An abstract for Brooke Kwan’s thesis is included below.
Defences are open to all members of the campus community as well as the general public. Registration is not required for in person defences.
ABSTRACT
Biocatalysts have become increasingly prevalent in pharmaceutical production and synthetic
chemistry. Among biocatalysts, alkaloid oxygenases’ ability to install reactive handles on
unactivated carbons in biologically active alkaloids make them desirable biocatalytic tools for
drug development and large-scale drug production. Generally, biocatalysts are identified by
mining enzymes from hosts that produce, or that are grown in an environment rich in, the
desired enzymatic substrate. However, hosts that neither produce nor are exposed to the
desired enzymatic substrate may represent an untapped gold mine of potential biocatalysts. To
identify putative alkaloid oxygenases, OrthoFinder was used to identify putative orthologs of
known alkaloid oxygenases acting on the alkaloids tabersonine and ibogamine.
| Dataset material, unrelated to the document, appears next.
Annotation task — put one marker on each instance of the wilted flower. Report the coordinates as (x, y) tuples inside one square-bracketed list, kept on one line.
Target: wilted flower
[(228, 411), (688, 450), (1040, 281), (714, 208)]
From among
these putative orthologs, three cytochrome P450s from Tabernaemontana elegans and
Camptotheca acuminata were found to oxygenate the quinzoline carboline scaffold evodiamine,
despite the fact that these plants are not known to produce evodiamine. These evodiamine
oxygenases produced several evodiamine derivatives oxygenated at either of their terminal
rings. The evodiamine oxygenase with the most diverse product profile was subjected to sitedirected
mutagenesis to probe the potential role of three active site residues, phenylalanine-
102, phenylalanine-113, and phenylalanine-201, in promoting the formation of multiple products.
Two mutants, F102A and F113A, as well as a double mutant F102A-F113A, were sufficient to
attenuate oxidative activity against evodiamine. The unexpected activity of the evodiamine
oxygenases against evodiamine suggests that plant hosts that neither produce nor are exposed
to the desired enzymatic substrate may nonetheless serve as a source of efficient biocatalysts.